PATRIMOINE. Les étudiants du programme de Techniques d’un établissement de restauration du Cégep de Saint-Jérôme ont de la chance: au programme depuis cette année, l’apprentissage des fondements de la cuisine patrimoniale québécoise, un atout certain pour ces futurs professionnels, en cette ère où les consommateurs cherchent de plus en plus à tout savoir sur ce qu’ils piquent avec leur fourchette.

Jean-Régis Graziano, enseignant au programme, est l’instigateur du projet. Institué depuis septembre dernier, cet ajout au programme fait du Cégep de Saint-Jérôme un précurseur en la matière. «J’ai toujours été attiré par la cuisine patrimoniale,» dit Jean-Régis Graziano, natif de France et d’abord chef dans plusieurs restaurants mettant en vedette les produits du terroir. «En devenant enseignant au programme de Gestion d’un établissement de restauration, j’ai pensé qu’il serait bien d’apprendre aux jeunes les fondements de la cuisine traditionnelle d’ici.» Une idée qui lui est venue suite à une rencontre avec Michel Lambert, auteur de la série de livres Histoire de la cuisine familiale du Québec. «C’est principalement dans ses livres que je fais mes recherches pour sélectionner des produits et des recettes,» dit monsieur Graziano, «et aussi dans l’armoire de ma belle-mère!»

C’est aussi Michel Lambert qui a fondé Cuisine patrimoniale du Québec en 2012. L’OBNL délivre une attestation de conformité aux plats que lui proposent des chefs cuisiniers membres. Jean-Régis Graziano fait comme eux, et invite ensuite les étudiants à réaliser ces plats dans le cadre de leurs cours. «J’intègre aussi ces plats au menu du restaurant de l’école, Neurones et Papilles, ce qui permet au grand public d’en apprendre un peu sur l’histoire de la cuisine au Québec!»

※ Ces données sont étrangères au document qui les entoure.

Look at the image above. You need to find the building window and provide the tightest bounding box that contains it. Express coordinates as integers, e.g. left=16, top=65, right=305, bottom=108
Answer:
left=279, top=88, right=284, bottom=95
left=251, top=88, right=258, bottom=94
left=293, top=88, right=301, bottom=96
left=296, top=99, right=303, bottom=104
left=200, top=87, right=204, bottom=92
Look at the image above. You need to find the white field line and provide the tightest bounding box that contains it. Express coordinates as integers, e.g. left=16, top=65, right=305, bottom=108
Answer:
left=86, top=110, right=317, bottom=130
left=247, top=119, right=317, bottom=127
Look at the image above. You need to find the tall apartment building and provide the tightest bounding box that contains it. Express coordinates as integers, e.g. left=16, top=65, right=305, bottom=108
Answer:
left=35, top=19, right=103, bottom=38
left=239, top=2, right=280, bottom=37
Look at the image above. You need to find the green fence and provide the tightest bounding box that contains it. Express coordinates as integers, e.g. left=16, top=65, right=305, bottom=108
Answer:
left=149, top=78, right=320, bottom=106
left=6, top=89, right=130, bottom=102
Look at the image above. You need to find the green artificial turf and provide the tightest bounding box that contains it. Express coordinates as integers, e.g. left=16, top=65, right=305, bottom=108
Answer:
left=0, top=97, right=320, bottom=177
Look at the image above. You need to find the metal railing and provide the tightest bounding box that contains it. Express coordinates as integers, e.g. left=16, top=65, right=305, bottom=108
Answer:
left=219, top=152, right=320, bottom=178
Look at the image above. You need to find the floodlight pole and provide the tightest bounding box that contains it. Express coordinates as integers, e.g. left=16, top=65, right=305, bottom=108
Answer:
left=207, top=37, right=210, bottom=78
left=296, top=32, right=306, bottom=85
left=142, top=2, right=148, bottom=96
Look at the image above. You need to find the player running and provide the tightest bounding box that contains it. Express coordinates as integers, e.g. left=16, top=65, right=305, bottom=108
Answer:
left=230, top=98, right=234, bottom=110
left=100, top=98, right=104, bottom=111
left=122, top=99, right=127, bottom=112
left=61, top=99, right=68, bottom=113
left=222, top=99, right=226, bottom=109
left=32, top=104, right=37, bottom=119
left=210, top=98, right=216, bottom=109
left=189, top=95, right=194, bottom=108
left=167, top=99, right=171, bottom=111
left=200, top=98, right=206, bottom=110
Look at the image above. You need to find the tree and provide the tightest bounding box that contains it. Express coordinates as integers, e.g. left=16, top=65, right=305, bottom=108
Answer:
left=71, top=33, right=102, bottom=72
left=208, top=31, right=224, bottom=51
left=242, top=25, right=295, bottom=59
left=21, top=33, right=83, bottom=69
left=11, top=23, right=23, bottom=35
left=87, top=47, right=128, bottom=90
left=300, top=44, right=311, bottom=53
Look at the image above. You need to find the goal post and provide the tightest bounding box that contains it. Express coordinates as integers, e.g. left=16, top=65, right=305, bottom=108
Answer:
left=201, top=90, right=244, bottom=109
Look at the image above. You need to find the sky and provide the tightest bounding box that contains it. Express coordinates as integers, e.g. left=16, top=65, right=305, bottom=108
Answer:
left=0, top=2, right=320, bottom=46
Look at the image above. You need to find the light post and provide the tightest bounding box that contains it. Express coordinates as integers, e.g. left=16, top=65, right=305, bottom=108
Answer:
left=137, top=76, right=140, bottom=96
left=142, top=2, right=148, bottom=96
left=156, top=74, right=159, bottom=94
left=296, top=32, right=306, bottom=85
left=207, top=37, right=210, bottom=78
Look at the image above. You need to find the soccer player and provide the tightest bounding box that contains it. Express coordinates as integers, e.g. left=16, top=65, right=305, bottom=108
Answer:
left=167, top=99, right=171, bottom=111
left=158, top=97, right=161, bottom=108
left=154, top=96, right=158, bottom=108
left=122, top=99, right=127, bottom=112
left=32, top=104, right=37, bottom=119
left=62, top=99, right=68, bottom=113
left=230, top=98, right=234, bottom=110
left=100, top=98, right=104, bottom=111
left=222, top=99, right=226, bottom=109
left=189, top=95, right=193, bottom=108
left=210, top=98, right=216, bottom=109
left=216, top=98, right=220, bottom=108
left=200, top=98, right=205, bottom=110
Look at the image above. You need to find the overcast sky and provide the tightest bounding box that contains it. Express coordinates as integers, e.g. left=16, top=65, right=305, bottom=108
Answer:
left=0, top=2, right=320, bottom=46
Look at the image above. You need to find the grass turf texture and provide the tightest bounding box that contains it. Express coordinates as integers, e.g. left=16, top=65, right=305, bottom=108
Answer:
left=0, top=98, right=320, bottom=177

«Esturgeon jaune vapeur, coulis d’écrevisses et légumes racines glacés» ou encore «Cuisse de canard confite genièvre et gin, compotée de chou et bleuets et chips au romarin»; bien sûr il faut s’attendre à un menu gastronomique de la part de ces futurs chefs qui étudient les toutes dernières tendances en la matière, entres autres la cuisine moléculaire, la mixologie et la cuisine du marché.

Nommer les produits utilisés traditionnellement à travers les époques, expliquer l’histoire et le contexte des plats, les diverses influences anglaise, française, autochtone et même antillaise de la cuisine québécoise; voilà ce que le professeur inculque à ses étudiants. «Si l’on peut inciter ces futurs cuisiniers à mettre de l’esturgeon à leur menu, un poisson traditionnellement pêché ici, plutôt que n’importe quel poisson facile à trouver en épicerie et qui vient de l’autre bout du monde, on aura gagné un point!»